Access Keys:
Skip to content (Access Key - 0)

How to use a custom Input or Output Format in Pentaho MapReduce. In some situations you may need to use a input or output format beyond the base formats included in Hadoop. In this guide you are going to develop and implement a custom output format that names the files the year of the data instead of the default part-00000 name. Although this guide implements a custom output format the same steps could also be used for an input format. For more information on file formats: http://developer.yahoo.com/hadoop/tutorial/module5.html#inputformat

Prerequisites

In order to follow along with this how-to guide you will need the following:

  • Hadoop
  • Pentaho Data Integration
  • Pentaho Hadoop Distribution

Sample Files

The sample data file needed for this guide is:

File Name Content
weblogs_parse.txt.zip Parsed, raw weblog data

Note: If you have already completed the Using Pentaho MapReduce to Parse Weblog Data guide the data should already be in the correct spot.

Add the file to your cluster by running the following:

hadoop fs -mkdir /user/pdi/weblogs
hadoop fs -mkdir /user/pdi/weblogs/parse
hadoop fs -put weblogs_parse.txt /user/pdi/weblogs/parse/part-00000

Sample Code

This guide expands upon the Using a Custom Partitioner in Pentaho MapReduce guide.

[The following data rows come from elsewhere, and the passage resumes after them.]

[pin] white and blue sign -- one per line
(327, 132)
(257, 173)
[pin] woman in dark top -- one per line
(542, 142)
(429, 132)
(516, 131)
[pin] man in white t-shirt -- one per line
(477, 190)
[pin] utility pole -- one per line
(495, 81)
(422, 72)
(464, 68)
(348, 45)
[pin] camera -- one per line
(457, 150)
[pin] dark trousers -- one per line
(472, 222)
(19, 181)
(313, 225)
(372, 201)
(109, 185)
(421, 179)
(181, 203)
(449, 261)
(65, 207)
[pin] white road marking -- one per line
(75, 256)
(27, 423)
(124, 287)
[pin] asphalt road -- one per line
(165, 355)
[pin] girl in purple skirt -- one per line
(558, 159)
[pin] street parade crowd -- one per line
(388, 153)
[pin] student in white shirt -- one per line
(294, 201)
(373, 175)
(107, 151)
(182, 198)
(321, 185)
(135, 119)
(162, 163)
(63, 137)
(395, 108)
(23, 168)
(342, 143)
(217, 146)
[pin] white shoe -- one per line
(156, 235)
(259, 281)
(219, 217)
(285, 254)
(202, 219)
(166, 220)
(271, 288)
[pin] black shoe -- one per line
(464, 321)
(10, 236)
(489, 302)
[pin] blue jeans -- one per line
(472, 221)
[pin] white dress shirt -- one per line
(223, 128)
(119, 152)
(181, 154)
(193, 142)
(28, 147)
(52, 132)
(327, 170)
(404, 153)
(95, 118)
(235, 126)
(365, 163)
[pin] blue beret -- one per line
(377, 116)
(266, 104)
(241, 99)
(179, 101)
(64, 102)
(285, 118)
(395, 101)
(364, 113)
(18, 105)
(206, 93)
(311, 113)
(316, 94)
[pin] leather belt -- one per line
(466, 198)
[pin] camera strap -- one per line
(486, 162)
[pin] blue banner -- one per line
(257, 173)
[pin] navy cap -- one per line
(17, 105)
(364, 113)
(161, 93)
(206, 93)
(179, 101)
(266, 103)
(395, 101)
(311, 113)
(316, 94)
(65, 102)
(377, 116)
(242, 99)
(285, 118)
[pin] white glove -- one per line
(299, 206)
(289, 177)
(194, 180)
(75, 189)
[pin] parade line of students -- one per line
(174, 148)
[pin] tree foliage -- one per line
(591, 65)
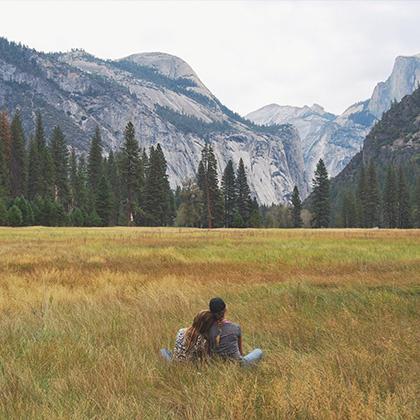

If you have completed this guide you should already have the necessary code, otherwise download aggregate_mapper.ktr, aggregate_reducer.ktr, and aggregate_mr_partition.kjb.

Step-By-Step Instructions

Setup

Start Hadoop if it is not already running.

Create a Custom Output Format in Java

In this task you will create a output format that takes a key in the format client_ip tab year tab month and writes a file for each year that is also named the year number.

Speed Tip
You can download CustomFileFormats.jar containing the output format if you do not want to do every step
  1. Create Year Output Format Class: In a text editor create a new file named YearMultipleTextOutputFormat.java containing the following code:
    import org.apache.hadoop.io.LongWritable;
    import org.apache.hadoop.io.Text;
    import org.apache.hadoop.mapred.lib.MultipleTextOutputFormat;
    
    
    public class YearMultipleTextOutputFormat extends MultipleTextOutputFormat<Text,LongWritable> {
    
    	protected String generateFileNameForKeyValue(Text key, LongWritable value, String name) {
    		String skey = key.toString();
    		String[] splits = skey.split("\t");  //split the key on the delimiter tab
    		String year = splits[1]; //The year is the second field
    		return year;  //return year as the file name
    	}
    }
  2. Compile the Class: Run the following command:
    javac -classpath ${HADOOP_HOME}/hadoop-core.jar YearMultipleTextOutputFormat.java
  3. Collect the Class into a JAR: Run the following command:
    jar cvf CustomFileFormats.jar YearMultipleTextOutputFormat.class

Deploy the JAR

  1. Deploy the JAR to Pentaho: Pentaho validates the file and input and output format classes exist before submitting to the cluster, so add the jar to Kettle's classpath by copying the jar to $KETTLE_HOME/libext/pentaho and restarting Spoon.
  2. Deploy the JAR to Hadoop: Add the jar to Hadoop's distributed cache by running the following commands:
    hadoop fs -mkdir /distcache
    hadoop fs -put CustomFileFormats.jar /distcache/}

Configure Pentaho MapReduce

In this task you will configure Pentaho MapReduce to use the custom output format.

Speed Tip
You can download the already configured job aggregate_mr_output_format.kjb if you do not want to do every step
  1. Start PDI on your desktop. Once it is running choose 'File' -> 'Open', browse to and select the 'aggregate_mr_partition.kjb', then click 'OK'.
  2. Configure the Output Format: Double click on the 'Pentaho MapReduce' job entry. Once it is open switch to the 'Job Setup' tab and change the 'Output Format' to 'YearMultipleTextOutputFormat'.
  3. Add Output Format to Distributed Cache: Switch to the User Defined tab and do the following:
    Name Value
    mapred.cache.files Add ,/distcache/CustomFileFormats.jar to the existing value.
    mapred.job.classpath.files Add :/distcache/CustomFileFormats.jar to the existing value.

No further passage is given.